The UK has imposed sanctions on Ugandan politicians charged with corruption.

UK imposes sanctions on Ugandan politicians including the Speaker of Parliament following corruption charges for stealing from the poorest communities in Uganda.
This is the first time the UK has used the Global Anti-Corruption Sanctions regime on individuals involved in corruption in Uganda.
New sanctions are part of the UK’s continued effort to crack down on serious corruption around the world.
Deputy Foreign Secretary, Andrew Mitchell, has announced sanctions on high profile Ugandan politicians charged with corruption, and the Speaker of the Parliament of Uganda, today (30 April).

It is the first time the UK government has used the Global Anti-Corruption Sanctions regime on individuals involved in corruption in Uganda.

The three individuals, two of whom were previously ministers responsible for Uganda’s poorest region, Karamoja, and have been charged with corruption at Uganda’s Anti-Corruption Court, will be subject to travel bans and asset freezes.

The two former ministers sanctioned – Mary Goretti Kitutu and Agnes Nandutu – stole thousands of iron sheets used for roofing and infrastructure from a Ugandan government-funded project aimed at housing some of the most vulnerable communities in the region, providing them to prominent politicians and their families instead.

The Speaker of the Parliament, Anita Annet Among, benefited from the proceeds.

Over 60% of people in Karamoja live in poverty and many suffer from the devastating impacts of drought and insecurity.

Deputy Foreign Secretary, Andrew Mitchell, said:

The actions of these individuals, in taking aid from those who need it most, and keeping the proceeds, is corruption at its worst and has no place in society. The Ugandan courts are rightly taking action to crack down on those politicians who seek to line their own pockets at their constituents’ expense.

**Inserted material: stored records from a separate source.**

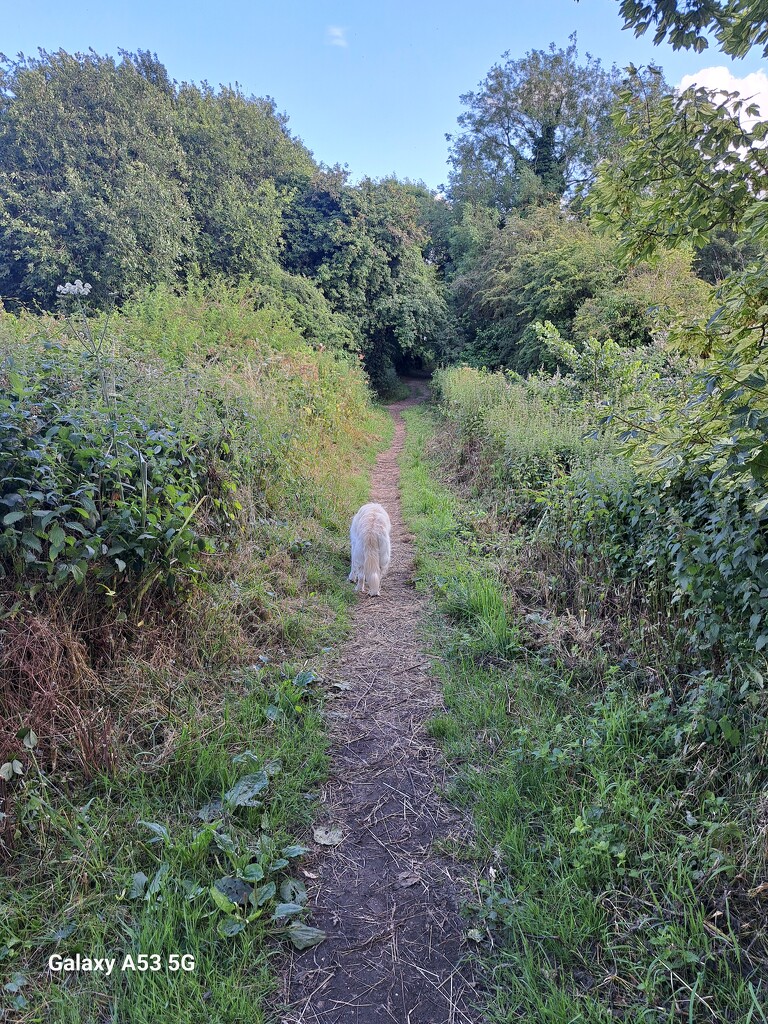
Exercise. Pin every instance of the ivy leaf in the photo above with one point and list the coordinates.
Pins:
(302, 936)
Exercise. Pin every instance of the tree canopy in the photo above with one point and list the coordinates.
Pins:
(534, 130)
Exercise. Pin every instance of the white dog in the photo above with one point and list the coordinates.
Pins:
(371, 550)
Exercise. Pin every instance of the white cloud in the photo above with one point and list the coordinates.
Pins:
(336, 36)
(753, 87)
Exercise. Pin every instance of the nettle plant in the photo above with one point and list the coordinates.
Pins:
(94, 478)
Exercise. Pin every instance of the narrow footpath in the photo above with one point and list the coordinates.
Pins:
(387, 899)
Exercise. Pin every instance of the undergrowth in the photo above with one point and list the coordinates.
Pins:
(621, 823)
(173, 553)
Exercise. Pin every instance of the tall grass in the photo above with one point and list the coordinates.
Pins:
(125, 704)
(620, 810)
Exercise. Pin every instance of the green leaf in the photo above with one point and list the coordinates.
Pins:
(236, 890)
(222, 901)
(138, 884)
(160, 833)
(302, 936)
(284, 910)
(228, 927)
(293, 891)
(264, 893)
(245, 792)
(253, 872)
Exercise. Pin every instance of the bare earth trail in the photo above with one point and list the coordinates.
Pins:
(387, 901)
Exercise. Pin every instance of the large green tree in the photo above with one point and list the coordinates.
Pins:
(691, 166)
(243, 165)
(535, 129)
(366, 247)
(736, 25)
(92, 176)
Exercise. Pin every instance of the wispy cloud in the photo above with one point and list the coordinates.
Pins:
(336, 36)
(754, 87)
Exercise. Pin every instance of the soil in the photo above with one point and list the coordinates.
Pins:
(386, 897)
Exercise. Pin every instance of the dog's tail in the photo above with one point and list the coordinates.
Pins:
(371, 565)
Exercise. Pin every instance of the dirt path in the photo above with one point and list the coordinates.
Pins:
(387, 901)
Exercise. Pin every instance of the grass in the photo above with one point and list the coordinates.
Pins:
(183, 698)
(621, 857)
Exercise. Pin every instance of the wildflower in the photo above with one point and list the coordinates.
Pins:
(78, 288)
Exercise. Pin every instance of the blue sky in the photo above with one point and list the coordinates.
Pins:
(373, 85)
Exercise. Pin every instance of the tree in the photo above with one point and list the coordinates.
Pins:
(738, 25)
(92, 178)
(689, 168)
(242, 165)
(535, 130)
(366, 246)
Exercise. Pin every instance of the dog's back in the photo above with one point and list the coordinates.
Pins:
(371, 547)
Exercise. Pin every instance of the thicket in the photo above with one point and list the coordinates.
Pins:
(114, 174)
(176, 481)
(616, 786)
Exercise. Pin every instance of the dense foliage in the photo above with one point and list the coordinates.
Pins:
(112, 173)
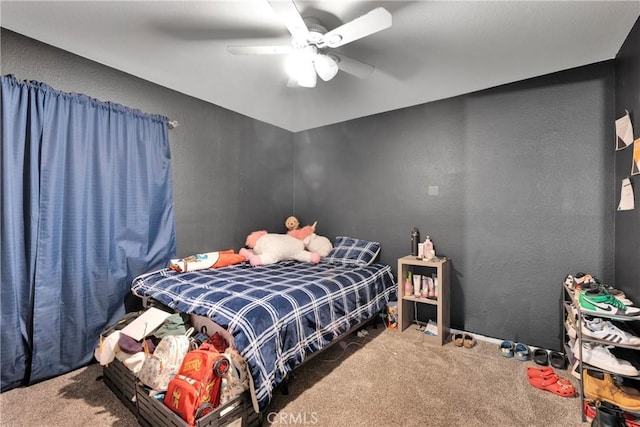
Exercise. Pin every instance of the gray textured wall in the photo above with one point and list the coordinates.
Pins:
(231, 174)
(524, 173)
(627, 90)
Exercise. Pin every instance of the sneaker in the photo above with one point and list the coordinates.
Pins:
(600, 357)
(601, 386)
(607, 331)
(599, 302)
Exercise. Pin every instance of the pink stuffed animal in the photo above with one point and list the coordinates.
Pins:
(269, 248)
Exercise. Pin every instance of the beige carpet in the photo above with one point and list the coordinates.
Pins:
(385, 379)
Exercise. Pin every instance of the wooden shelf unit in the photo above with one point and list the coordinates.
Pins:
(406, 310)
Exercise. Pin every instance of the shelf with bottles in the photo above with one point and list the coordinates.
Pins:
(438, 271)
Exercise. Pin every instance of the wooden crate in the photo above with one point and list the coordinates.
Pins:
(152, 412)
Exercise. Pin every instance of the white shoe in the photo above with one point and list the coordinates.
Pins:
(571, 330)
(600, 357)
(607, 331)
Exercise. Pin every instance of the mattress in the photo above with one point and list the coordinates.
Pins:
(278, 314)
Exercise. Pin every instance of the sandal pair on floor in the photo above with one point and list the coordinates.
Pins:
(465, 340)
(547, 379)
(555, 358)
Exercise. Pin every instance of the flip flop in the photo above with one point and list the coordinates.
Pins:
(522, 352)
(558, 360)
(458, 339)
(506, 349)
(555, 385)
(539, 372)
(469, 341)
(541, 356)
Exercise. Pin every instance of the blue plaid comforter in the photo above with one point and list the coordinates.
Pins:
(278, 314)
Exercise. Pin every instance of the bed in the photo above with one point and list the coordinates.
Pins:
(281, 314)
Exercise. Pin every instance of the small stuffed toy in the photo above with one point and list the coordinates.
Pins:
(206, 260)
(292, 223)
(304, 232)
(318, 244)
(269, 248)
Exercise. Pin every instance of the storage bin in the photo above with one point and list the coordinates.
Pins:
(238, 412)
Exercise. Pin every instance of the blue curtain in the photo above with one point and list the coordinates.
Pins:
(87, 205)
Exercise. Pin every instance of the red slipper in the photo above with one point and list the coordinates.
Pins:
(554, 384)
(539, 372)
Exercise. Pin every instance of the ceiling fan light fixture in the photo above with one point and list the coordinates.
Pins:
(325, 66)
(333, 40)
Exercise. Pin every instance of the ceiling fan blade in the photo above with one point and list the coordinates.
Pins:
(376, 20)
(259, 50)
(352, 66)
(291, 17)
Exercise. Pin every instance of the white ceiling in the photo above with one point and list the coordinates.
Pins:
(433, 50)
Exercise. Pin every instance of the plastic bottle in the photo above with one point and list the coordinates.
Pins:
(429, 252)
(415, 238)
(408, 286)
(428, 245)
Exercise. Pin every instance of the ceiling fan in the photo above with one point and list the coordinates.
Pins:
(310, 52)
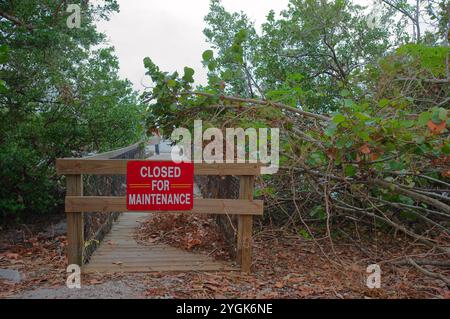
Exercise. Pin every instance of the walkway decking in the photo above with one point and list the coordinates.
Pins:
(119, 252)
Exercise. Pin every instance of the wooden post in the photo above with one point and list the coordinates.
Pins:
(75, 225)
(245, 226)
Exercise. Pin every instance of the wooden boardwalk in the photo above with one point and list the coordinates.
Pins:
(119, 252)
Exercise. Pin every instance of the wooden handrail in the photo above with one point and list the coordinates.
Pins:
(114, 153)
(101, 204)
(74, 166)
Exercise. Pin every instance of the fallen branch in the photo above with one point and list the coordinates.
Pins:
(429, 273)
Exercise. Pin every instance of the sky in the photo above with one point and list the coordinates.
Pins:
(170, 32)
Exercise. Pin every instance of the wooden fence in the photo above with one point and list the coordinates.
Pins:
(76, 204)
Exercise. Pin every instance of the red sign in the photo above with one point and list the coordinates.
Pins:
(160, 186)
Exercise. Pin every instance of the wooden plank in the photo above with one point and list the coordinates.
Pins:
(114, 153)
(111, 167)
(245, 226)
(75, 226)
(156, 268)
(201, 206)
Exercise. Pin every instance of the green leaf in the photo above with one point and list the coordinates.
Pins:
(424, 118)
(212, 66)
(188, 75)
(383, 102)
(171, 83)
(442, 114)
(436, 118)
(339, 118)
(348, 102)
(331, 129)
(208, 55)
(345, 93)
(318, 212)
(227, 75)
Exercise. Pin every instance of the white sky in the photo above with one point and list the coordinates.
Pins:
(170, 32)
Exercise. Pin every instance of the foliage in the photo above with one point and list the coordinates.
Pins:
(364, 118)
(59, 98)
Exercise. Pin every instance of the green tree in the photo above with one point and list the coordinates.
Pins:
(59, 98)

Today the UK is sending a clear message to those who think benefiting at the expense of others is acceptable. Corruption has consequences and you will be held responsible.

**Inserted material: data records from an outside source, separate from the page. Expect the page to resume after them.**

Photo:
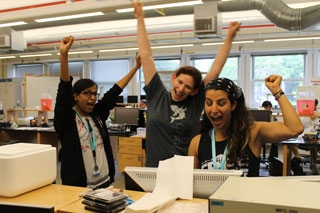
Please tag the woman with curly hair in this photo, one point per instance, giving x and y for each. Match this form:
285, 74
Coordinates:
229, 136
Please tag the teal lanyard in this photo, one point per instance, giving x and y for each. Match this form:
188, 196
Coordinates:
90, 130
214, 157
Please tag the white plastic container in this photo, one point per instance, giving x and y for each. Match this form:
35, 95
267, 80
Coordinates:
26, 166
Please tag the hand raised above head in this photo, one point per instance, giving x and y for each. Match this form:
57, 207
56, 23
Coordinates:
273, 83
66, 44
234, 27
138, 9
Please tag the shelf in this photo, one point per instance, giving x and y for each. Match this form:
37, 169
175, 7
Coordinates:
14, 113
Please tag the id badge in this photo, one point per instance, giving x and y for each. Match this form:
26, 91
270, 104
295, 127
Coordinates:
95, 170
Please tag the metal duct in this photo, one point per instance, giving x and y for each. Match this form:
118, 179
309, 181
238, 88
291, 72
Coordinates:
277, 12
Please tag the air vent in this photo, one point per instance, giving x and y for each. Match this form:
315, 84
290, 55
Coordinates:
4, 41
205, 25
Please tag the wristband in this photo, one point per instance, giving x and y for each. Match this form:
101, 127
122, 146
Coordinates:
278, 95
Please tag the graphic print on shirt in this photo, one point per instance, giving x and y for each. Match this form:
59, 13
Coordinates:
178, 113
209, 165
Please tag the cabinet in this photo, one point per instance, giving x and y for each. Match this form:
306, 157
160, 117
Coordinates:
131, 152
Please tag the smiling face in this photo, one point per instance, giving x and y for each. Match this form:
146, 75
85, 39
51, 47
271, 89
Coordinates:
182, 87
85, 100
218, 109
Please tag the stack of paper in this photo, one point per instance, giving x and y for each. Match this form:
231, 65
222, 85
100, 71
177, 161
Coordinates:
169, 186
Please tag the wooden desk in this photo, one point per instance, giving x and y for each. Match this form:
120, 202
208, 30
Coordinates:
196, 203
287, 153
66, 198
55, 195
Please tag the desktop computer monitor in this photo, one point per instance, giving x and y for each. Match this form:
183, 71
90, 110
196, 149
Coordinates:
127, 116
132, 99
205, 182
120, 99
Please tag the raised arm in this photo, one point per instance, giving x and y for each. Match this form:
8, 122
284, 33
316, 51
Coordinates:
122, 83
291, 125
149, 68
223, 53
65, 46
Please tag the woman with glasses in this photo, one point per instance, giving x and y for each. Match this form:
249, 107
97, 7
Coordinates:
79, 119
229, 136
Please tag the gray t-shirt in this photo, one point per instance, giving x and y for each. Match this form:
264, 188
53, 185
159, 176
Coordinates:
170, 125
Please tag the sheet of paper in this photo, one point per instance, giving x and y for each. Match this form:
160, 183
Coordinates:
174, 180
175, 177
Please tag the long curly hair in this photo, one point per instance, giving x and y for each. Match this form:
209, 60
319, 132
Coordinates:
241, 120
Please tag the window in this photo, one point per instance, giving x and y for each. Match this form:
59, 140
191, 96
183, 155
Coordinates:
22, 69
106, 73
290, 66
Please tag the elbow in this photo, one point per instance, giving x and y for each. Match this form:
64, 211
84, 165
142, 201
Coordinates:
298, 130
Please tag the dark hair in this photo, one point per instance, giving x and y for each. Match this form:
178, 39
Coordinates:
240, 123
83, 84
192, 71
266, 104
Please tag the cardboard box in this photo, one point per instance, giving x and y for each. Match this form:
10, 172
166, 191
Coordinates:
26, 166
129, 160
266, 194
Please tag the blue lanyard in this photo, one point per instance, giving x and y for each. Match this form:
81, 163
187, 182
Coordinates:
90, 130
214, 159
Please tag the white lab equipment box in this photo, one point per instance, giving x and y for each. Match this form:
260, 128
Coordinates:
265, 195
26, 166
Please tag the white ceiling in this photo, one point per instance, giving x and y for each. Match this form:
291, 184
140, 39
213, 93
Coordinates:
119, 30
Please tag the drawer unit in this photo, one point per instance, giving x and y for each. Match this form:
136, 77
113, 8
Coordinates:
130, 152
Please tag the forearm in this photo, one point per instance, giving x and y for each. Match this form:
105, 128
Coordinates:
290, 116
64, 68
219, 60
149, 68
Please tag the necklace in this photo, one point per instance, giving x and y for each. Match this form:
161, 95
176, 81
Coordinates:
93, 144
214, 157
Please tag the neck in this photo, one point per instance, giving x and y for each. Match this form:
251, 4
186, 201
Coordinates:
220, 135
80, 112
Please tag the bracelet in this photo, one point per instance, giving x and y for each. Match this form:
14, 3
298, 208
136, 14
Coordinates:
277, 92
278, 95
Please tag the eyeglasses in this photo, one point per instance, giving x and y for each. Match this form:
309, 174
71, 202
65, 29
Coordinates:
89, 94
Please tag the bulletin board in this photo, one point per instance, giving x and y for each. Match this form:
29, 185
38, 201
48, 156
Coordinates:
38, 85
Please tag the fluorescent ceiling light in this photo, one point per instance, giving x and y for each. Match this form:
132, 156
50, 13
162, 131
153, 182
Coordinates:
162, 6
234, 42
5, 57
115, 50
136, 48
172, 46
13, 24
79, 52
70, 17
38, 55
291, 39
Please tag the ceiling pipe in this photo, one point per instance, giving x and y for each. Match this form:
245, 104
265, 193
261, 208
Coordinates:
277, 12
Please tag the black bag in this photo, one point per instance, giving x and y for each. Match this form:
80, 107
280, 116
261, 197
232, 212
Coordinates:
296, 166
275, 166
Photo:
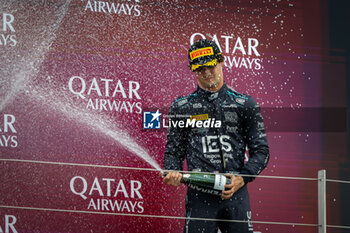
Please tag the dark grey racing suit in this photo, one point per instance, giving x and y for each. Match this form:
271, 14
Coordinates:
217, 148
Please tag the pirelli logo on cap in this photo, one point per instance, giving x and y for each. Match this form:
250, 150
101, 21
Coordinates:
201, 117
207, 51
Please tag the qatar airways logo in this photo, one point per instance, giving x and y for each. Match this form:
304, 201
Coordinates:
107, 194
238, 53
103, 94
8, 132
7, 36
126, 7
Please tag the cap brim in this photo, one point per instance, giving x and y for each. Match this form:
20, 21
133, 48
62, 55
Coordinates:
204, 62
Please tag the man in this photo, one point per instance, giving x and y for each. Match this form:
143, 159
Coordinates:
216, 149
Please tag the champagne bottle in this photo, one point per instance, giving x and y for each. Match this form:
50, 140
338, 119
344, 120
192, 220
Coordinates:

The three individuals sanctioned:

Anita Annet Among, who has been the Speaker of the Parliament of Uganda since 2022.
Mary Goretti Kitutu, who was the Minister for Karamoja Affairs between 2021 and 2024.
Agnes Nandutu, who was the State Minister for Karamoja Affairs between 2021 and 2024.
These measures follow previous UK sanctions under the Global Anti-Corruption sanctions regime, which has targeted individuals involved in serious corruption cases across the world, including Bulgaria, Lebanon, Moldova, Russia, South Africa, South Sudan, and Venezuela.

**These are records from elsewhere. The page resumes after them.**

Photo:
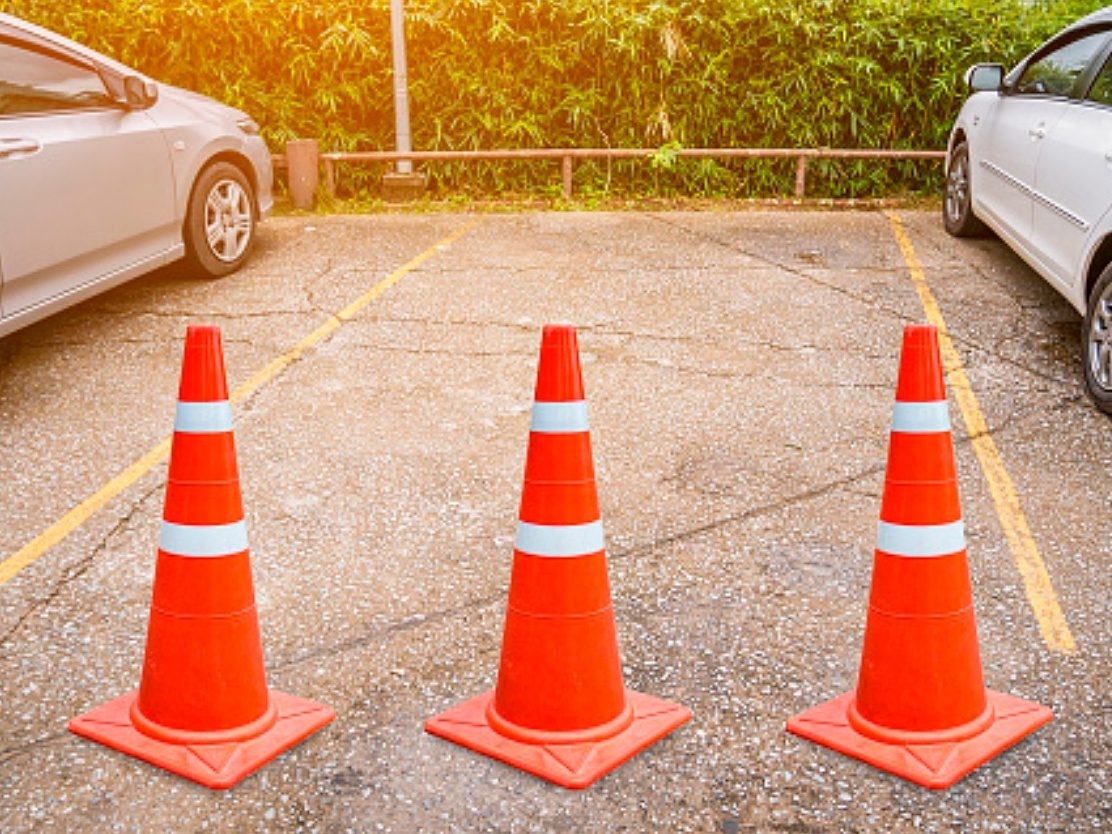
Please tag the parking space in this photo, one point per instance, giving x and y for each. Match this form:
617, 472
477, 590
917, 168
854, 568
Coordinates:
740, 368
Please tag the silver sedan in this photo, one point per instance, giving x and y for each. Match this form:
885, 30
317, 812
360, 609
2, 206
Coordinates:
1030, 157
106, 175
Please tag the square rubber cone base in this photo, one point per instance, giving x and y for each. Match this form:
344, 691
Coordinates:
212, 765
569, 765
931, 765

Since its introduction in April 2021, the UK has introduced sanctions on 42 individuals and entities under this regime globally to combat corruption across the world.

An asset freeze prevents any UK citizen, or any business in the UK, from dealing with any funds or economic resources which are owned, held or controlled by the designated person and which are held in the UK. It will also prevent funds or economic resources being provided to or for the benefit of the designated person or entity

A travel ban means that the designated person is an excluded person under section 8B of the Immigration Act 1971, and must be refused leave to enter or to remain in the United Kingdom (any leave given to a person who is an excluded person is invalid).

Under the UK’s Global Anti-Corruption sanctions regulations 2021, individuals and entities anywhere in the world can be sanctioned for their involvement in bribery or misappropriation of property involving a foreign public official.

This could include those who facilitate, profit from or try to cover up serious corruption, as well as making efforts to prevent authorities from carrying out justice for these actions.

UK Aid was not involved in the Ugandan Government project.